Addressing his comments to Antonakos, he said, “I’ve been patient. I’ve tried to be patient, but I’m through with patience. We’ve run out of it, regrettably. We simply asked you a simple question and as usual we didn’t get a simple answer. In fact, we got no answer, which isn’t usual…It doesn’t matter, your worship, what anyone says, you will try and insert a word, you will try and insert a definition, you will try and twist something so it doesn’t even resemble what it started out as, and as chair, I am moving that this discussion is pretty much over.”
Councillor Theresa Fritz expressed her concern about the motion as well as the tone of discussion. “I think we have a serious issue here, it’s one of many that we’re dealing with,” she said. “Where I am sure that I stand is I would caution the mayor that people who live in glass houses shouldn’t throw stones. If you want to question what people do after council meetings, why don’t you take a look in the mirror, sir?”

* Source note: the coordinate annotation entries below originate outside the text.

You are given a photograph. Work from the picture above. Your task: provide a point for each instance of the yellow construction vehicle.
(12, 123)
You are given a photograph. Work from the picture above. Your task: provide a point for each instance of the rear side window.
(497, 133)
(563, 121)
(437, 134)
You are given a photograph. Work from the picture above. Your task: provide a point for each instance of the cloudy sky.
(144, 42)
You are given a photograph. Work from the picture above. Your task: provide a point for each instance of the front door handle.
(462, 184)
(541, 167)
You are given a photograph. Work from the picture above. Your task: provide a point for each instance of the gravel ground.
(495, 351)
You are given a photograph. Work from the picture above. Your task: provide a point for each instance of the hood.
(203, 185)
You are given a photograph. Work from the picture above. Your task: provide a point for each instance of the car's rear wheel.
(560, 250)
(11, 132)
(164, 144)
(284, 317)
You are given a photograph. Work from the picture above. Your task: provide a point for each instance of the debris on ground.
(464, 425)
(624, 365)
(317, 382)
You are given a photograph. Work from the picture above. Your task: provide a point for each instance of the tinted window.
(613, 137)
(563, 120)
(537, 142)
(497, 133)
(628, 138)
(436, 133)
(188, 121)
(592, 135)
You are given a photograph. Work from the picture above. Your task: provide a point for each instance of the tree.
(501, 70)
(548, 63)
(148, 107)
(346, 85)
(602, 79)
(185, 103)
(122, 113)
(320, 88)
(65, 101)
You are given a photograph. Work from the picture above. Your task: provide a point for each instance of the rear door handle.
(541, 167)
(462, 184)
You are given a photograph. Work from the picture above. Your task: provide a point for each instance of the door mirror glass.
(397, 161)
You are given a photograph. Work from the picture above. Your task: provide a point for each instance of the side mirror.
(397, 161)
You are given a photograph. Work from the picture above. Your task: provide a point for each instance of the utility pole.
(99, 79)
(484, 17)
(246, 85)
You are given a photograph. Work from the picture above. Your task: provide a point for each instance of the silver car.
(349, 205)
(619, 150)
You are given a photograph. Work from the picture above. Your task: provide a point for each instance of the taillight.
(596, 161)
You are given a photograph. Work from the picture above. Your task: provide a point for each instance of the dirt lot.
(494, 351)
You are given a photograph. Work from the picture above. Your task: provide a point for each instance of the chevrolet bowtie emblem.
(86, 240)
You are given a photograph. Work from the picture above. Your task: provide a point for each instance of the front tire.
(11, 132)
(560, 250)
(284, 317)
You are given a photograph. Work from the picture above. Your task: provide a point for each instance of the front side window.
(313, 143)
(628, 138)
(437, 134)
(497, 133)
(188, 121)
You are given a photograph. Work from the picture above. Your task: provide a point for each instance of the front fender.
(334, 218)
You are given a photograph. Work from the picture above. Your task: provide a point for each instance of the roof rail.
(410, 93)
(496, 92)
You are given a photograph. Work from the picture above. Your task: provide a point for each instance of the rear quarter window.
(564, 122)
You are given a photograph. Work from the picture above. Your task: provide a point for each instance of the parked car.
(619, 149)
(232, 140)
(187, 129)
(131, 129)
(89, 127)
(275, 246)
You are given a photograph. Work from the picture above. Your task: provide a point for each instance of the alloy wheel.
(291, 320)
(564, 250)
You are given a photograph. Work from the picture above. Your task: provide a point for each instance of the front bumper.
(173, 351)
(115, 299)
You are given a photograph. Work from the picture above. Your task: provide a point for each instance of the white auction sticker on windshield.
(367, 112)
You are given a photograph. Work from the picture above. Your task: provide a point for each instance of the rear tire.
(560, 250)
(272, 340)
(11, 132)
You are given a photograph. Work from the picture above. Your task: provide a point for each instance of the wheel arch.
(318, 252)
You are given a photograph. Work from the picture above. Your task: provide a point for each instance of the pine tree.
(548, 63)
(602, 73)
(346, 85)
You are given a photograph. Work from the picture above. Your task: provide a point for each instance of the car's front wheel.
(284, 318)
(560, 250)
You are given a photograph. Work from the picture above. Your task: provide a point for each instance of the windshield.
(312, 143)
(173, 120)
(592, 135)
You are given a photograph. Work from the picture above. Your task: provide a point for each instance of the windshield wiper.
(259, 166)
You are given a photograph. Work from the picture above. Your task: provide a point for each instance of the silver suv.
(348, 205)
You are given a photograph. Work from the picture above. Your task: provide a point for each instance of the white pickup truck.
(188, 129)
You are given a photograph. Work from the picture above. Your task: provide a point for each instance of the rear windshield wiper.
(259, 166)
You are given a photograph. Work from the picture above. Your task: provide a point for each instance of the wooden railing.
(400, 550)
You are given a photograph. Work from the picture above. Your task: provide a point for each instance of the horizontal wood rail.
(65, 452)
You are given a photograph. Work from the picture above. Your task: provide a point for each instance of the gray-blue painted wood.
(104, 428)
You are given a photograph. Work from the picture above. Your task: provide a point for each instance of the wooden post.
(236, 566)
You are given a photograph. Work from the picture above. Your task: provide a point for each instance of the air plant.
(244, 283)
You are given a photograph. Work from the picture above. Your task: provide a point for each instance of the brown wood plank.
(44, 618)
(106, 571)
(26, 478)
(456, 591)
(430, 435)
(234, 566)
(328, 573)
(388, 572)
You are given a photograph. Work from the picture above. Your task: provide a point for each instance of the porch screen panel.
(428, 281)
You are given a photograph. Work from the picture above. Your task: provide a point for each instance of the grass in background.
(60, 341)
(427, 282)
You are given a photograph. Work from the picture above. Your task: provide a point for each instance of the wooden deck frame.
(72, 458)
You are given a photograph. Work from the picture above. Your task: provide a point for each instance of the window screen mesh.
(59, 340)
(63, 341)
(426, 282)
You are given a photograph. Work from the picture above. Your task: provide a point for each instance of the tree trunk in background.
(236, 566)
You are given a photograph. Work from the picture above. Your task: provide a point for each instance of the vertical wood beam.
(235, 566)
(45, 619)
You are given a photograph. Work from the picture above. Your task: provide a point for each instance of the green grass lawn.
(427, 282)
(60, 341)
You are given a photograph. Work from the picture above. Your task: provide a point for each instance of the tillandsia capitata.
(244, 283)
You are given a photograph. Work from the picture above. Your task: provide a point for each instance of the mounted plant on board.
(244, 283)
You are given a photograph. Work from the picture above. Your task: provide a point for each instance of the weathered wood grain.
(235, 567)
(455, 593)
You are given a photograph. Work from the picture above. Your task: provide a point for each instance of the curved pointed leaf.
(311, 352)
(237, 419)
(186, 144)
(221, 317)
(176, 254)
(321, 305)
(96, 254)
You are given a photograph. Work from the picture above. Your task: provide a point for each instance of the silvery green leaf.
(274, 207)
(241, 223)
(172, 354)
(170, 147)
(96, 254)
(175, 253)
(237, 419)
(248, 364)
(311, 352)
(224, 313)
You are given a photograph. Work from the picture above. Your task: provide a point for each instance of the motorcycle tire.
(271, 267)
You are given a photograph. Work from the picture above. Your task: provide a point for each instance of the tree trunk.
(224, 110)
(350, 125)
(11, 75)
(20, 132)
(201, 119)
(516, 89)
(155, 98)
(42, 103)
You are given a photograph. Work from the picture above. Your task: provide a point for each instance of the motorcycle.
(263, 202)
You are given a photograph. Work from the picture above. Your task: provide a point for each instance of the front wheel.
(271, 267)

Thorbjornsson, sitting in the gallery with the Municipal Academy certificate he had received from the mayor earlier in the evening, shared his sense of befuddlement with council.
“The issue to me was very simple,” he said. “The mayor of our community tried to stop a member of this community to go into business dealing with me. Not one, but two, and I’ve provided proof of that. As somebody that should be the leader, the main person in bringing this community forward, he is doing exactly the opposite, he is trying to – because of personal reasons – he is trying to talk people out of doing business with me and opening up new businesses here. To me that is absolutely unacceptable.” He added that one of the store owners in question had confirmed to him, to community members, and to one media outlet that “the mayor tried to intervene.”
Fritz appeared to sum up the sentiments of council when she concluded that if the allegations were true, it would be “very serious for the community, and it would be a shame to think that this kind of thing might be going on. I don’t know if it is or it isn’t, but I definitely think that this is not the place that we should be discussing this. I think that the parties in question have issues. They will need to take them outside of this chamber. This is not something that we were elected to adjudicate on. If in fact it’s true, it’s very shameful. We should be promoting economic development and growth, not deterring it.”
Doucett closed the meeting by informing the parties that they could pursue something further under the town’s code of ethics or through civil litigation.
Antonakos has not returned requests for comment from Hometown News.